9 de mar. de 2011

Narrativas obsoletas

Do blog do Alon

As argumentações tradicionais sobre o Oriente Médio e o mundo árabe perderam a utilidade, junto com a credibilidade. Sobrou uma única narrativa: cada um tem o direito de viver em liberdade e, nessa base, exercer livremente sua soberania, desde que respeitada a soberania do outro


As transformações políticas no mundo árabe criaram um problema para os fabricantes de narrativas. Subitamente as argumentações tradicionais afundaram. E rápido de fazer inveja ao Titanic do pós-iceberg.

Naufragou, por exemplo, a tese de que a autodeterminação nacional palestina é a chave para a rápida solução dos impasses no Oriente Médio e África do Norte. Os levantes árabes foram impulsionados por forças políticas que têm opinião sobre o tema, mas ele não chegou a comparecer.

Do lado israelense, tampouco resistiu o discurso de que o país merece mais apoio ocidental do que os vizinhos por ser a única democracia na região. Já não é. E os povos árabes personificam hoje um desejo de democracia pelo menos tão intenso quanto.

A partir do momento em que Tunísia e Egito abriram a onda revolucionária, ganhou algum fôlego a argumentação tradicional anticolonialista. A revolução árabe seria democrática pela necessidade de ser anti-imperialista. Mesmo que não explicitamente.

A sublevação na Líbia, independente até do desfecho, derrubou mais esse pino do boliche. Especialmente desde que as antigas potências coloniais se mostaram mais solidárias aos revolucionários de Bengazi do que os supostos líderes anti-imperialistas do chamado Sul. Que mico!

Aliás, até agora o único lugar em que a coisa derivou para a ameaça de guerra civil foi a Líbia, que na política e nas alianças andava mais próxima de um perfil sírio, ou iraniano, do que egípcio, ou tunisiano.

Outra tese ligeira destas semanas é dizer que se trata de uma conspiração islâmica, bem disfarçada e articulada nos bastidores pelo Irã. Coisa difícil de provar e, portanto, de contestar.

É normal que os iranianos tentem avançar e solidificar posições em cenários assim incertos, mas a cara dos movimentos árabes é mais antitirânica, mais democrática, pelo menos por enquanto.
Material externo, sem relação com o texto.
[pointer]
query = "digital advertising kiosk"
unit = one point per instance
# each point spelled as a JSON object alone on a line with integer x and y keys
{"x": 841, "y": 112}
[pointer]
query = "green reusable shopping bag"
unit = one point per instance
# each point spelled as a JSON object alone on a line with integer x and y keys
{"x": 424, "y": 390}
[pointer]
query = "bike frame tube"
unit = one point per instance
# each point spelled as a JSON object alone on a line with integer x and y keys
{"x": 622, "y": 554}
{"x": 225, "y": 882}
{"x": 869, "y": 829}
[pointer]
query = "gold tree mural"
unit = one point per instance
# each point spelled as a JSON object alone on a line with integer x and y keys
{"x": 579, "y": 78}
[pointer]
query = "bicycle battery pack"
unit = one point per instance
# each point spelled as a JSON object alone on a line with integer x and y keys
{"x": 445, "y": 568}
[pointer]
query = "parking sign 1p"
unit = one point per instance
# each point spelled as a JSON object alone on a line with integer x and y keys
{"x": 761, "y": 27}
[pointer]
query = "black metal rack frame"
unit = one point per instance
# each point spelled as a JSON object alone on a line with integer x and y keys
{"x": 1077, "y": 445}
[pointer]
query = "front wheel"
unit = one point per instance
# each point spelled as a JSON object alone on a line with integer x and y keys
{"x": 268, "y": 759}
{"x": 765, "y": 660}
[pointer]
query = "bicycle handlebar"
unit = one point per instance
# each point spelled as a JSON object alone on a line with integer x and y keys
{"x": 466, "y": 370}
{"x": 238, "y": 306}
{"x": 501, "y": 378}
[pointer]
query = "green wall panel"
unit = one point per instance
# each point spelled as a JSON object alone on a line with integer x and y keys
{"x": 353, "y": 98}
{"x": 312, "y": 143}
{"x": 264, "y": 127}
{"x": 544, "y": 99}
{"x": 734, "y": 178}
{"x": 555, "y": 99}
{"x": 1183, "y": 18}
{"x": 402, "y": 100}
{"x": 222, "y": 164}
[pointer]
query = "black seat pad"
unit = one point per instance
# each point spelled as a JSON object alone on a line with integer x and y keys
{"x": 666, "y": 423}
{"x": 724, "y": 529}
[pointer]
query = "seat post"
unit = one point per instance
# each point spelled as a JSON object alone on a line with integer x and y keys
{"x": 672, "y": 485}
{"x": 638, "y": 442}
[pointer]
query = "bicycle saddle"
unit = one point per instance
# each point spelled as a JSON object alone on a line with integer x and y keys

Se as narrativas foram embora, as dúvidas estão aí vivinhas da silva. É possível um Islã democrático? É possível consolidar a democracia em países fracos na institucionalidade?

As novas democracias árabes vão apoiar os líderes palestinos que lutam para fundar um país nas condições concretas ou vão, a pretexto dos princípios, continuar a colocar em primeiro plano a extração de dividendos do sofrimento nacional palestino?

Junto com as narrativas furadas, tampouco colam mais as táticas diversionistas. Estreita-se a margem para líderes culparem forças e eventos externos pelas desgraças pátrias.

A explicação para as revoltas árabes é bem simples. Todo sistema opressivo e explorador precisa, para sobreviver, que o grupo dominante esteja de acordo sobre os termos da dominação, política e econômica. Até para poder esmagar a insatisfação dos dominados.

Fissuras na elite costumam aparecer especialmente em situações de transição de poder. Ou nas quais o vetor da transição, da alternância, esteja represado além do razoável.

Aberta a brecha, cria-se o espaço para emergirem os desejos de democracia, liberdade, participação política para construir uma vida melhor.

Já onde a fissura não se apresenta a tendência é persistir a ilusão de que tudo pode ser mantido como está.

Por que ilusão? Porque anda cada vez mais complicado sustentar ditaduras e tiranias num século mundializado, marcado pela explosão das possibilidades de contectar-se e comunicar-se, um tempo com instrumentos bastante mais eficazes para blindar os direitos humanos.

Em Túnis e no Cairo já se sabe disso. Em Trípoli estão perto de aprender. E em Damasco e Teerã já receberam um convite para participar do curso.

Sobre as narrativas, talvez tenha sobrado só uma. Cada qual tem o direito de viver em liberdade e, nessa base, exercer livremente sua soberania, desde que respeitada a soberania do outro

Amigo

Os episódios recentes no mundo árabe consolidam na diplomacia brasileira a sensação de que Hugo Chávez deveria se antecipar e cuidar logo de arrumar um sucessor, ou sucessora.

O continuísmo está saindo de moda. E o Brasil não gostaria de ver certo tipo de confusão acontecendo bem no nosso quintal.

Nem gostaria de ver os Estados Unidos metendo o bedelho aqui ao lado.